If $A$ and $B$ are normal such that $AB=0$, does it follows that $BA=0$? If $A$ and $B$ are normal linear transformation on the finite-dimensional complex inner product space $X$ such that $AB=0$, does it follows that $BA=0$?
 A: An alternate solution, described in a pedagogical way, is as follows.
(This proof avoids the image and the kernel/null-space argument used in the previous answer, and works in both finite and infinite dimensions, and for both real and complex spaces like the previous answer.)
The answer to the question is "yes, $BA = 0$".
Proof: We are given that $AB = 0$, and we see that $AA^* = A^*A$ (since $A$ is given as normal) and $BB^* = B^*B$ (since $B$ is given as normal).
For an arbitrary vector $x$, we find that $\Vert BAx \Vert^2$ $= (BAx, BAx)$ $= (A^*B^*BAx, x)$. We set out to inspect how $A^*B^*BA$ acts on an arbitrary vector, and discover that $A^*B^*BA$ is in fact $0$. How? If $y$ is an arbitrary vector, we observe $\Vert A^*B^*BA y \Vert^2$ $= (A^*B^*BA y, A^*B^*BA y)$ $= (AA^*B^*BA y, B^*BA y)$ $= \big(A^*(AB)B^*A y, B^*BA y\big)$ $= (0y, B^*BA y) = 0$.

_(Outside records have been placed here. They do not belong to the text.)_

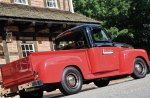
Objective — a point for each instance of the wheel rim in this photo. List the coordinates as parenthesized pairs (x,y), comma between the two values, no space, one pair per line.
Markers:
(72,80)
(140,68)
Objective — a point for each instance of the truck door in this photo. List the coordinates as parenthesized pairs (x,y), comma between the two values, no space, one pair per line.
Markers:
(106,55)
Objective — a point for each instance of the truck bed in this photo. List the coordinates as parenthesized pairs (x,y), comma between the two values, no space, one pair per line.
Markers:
(17,72)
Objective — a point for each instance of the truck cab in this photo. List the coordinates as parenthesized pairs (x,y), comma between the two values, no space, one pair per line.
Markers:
(83,54)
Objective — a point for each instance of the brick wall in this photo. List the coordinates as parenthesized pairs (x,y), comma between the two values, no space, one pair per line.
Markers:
(43,44)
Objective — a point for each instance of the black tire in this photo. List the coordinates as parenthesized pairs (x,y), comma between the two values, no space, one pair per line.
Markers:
(140,69)
(34,94)
(101,83)
(71,82)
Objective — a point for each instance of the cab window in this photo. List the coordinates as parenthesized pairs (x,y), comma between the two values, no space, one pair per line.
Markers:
(71,40)
(99,35)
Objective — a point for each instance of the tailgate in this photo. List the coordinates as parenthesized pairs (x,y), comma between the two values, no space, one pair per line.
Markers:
(17,72)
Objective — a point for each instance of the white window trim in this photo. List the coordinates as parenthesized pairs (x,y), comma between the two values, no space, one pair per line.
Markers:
(33,48)
(21,3)
(52,7)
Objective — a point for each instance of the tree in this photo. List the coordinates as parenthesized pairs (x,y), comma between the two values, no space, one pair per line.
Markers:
(125,17)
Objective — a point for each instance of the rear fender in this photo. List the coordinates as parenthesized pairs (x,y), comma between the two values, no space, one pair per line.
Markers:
(128,57)
(51,70)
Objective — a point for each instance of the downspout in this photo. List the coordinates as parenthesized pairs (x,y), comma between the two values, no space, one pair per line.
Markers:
(71,6)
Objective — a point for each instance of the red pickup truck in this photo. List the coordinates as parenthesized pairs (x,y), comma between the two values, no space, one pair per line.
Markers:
(83,54)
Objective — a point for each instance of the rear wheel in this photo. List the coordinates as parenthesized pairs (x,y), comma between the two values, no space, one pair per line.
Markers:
(101,83)
(140,69)
(71,82)
(33,94)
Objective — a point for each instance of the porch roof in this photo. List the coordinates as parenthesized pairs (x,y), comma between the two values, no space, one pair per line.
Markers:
(25,12)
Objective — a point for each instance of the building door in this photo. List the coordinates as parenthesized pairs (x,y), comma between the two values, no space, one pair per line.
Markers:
(27,48)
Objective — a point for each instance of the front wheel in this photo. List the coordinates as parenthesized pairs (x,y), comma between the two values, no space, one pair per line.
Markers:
(71,82)
(140,69)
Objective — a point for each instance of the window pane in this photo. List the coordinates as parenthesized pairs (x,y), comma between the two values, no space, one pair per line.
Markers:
(23,48)
(24,54)
(27,48)
(30,46)
(51,3)
(20,1)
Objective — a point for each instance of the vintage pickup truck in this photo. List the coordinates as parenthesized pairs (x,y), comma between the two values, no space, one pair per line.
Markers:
(83,54)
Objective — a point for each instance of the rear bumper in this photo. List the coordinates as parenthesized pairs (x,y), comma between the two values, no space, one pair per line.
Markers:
(31,86)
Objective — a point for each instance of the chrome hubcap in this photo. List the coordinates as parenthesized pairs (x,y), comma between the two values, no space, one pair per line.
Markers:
(139,68)
(72,80)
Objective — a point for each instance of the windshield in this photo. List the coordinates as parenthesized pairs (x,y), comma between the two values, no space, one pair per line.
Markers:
(99,35)
(74,39)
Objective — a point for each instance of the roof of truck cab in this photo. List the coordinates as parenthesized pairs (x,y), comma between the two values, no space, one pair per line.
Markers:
(78,27)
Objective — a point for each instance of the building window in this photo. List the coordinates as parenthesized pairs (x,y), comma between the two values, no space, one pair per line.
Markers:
(27,48)
(52,3)
(21,1)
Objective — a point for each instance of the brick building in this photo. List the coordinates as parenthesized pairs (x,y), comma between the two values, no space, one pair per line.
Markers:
(30,25)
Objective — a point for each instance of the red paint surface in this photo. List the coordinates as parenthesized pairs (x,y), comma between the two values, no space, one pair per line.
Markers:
(93,62)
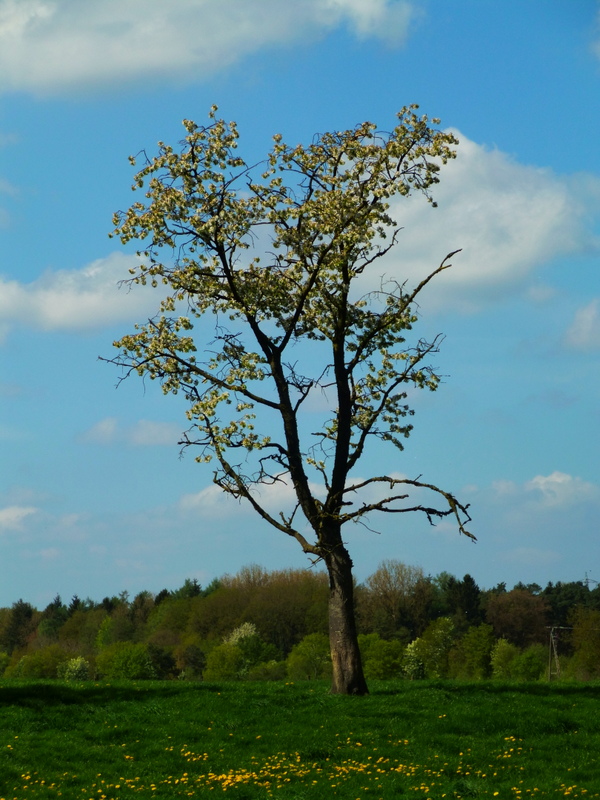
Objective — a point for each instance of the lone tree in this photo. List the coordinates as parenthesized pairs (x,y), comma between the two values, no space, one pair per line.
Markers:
(277,253)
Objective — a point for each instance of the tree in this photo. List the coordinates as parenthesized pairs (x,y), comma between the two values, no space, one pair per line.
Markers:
(519,617)
(395,600)
(292,320)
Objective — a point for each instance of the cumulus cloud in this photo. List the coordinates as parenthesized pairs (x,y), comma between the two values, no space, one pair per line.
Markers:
(145,433)
(561,490)
(80,300)
(507,217)
(55,45)
(584,331)
(12,517)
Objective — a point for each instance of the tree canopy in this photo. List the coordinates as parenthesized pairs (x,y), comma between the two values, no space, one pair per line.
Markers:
(278,252)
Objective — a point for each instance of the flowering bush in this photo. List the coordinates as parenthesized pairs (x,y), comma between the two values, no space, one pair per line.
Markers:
(76,669)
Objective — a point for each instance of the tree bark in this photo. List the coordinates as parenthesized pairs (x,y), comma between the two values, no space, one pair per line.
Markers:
(348,677)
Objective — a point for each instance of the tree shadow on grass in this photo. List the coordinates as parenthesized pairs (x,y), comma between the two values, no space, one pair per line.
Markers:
(32,694)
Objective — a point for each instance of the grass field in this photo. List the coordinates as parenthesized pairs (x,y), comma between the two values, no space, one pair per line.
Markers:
(258,740)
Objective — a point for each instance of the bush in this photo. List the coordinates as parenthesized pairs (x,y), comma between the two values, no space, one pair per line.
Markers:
(224,663)
(4,662)
(503,655)
(471,657)
(427,656)
(76,669)
(530,665)
(310,659)
(381,659)
(125,660)
(268,671)
(42,663)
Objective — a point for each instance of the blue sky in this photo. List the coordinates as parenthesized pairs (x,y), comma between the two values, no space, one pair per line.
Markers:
(94,498)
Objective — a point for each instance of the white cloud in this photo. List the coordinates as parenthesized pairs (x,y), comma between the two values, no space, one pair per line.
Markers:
(507,217)
(553,491)
(55,45)
(12,517)
(102,432)
(562,490)
(145,433)
(584,332)
(149,433)
(80,300)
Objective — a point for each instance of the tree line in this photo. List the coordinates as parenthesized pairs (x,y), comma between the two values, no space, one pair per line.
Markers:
(274,625)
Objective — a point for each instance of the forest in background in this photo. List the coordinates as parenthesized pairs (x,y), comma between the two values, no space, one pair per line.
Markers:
(261,625)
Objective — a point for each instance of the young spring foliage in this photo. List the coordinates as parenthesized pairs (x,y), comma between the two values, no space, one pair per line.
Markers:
(325,212)
(278,253)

It follows that $\Vert BAx \Vert^2 = (A^*B^*BAx, x) = (0x, x) = 0 \implies BA = 0$.
A: Let $AB=0$. We have $B^*BAA^*=BB^*A^*A=B(AB)^*A=0$.
This shows $Im(AA^*) \subset \operatorname{ker}(B^*B)=\operatorname{ker} B$, hence $BAA^*=0$ and thus also $AA^*B^*=0$, which shows $Im(B^*) \subset \operatorname{ker}(AA^*)=\operatorname{ker} A^*$, hence $A^*B^*=0$ and thus $BA=0$.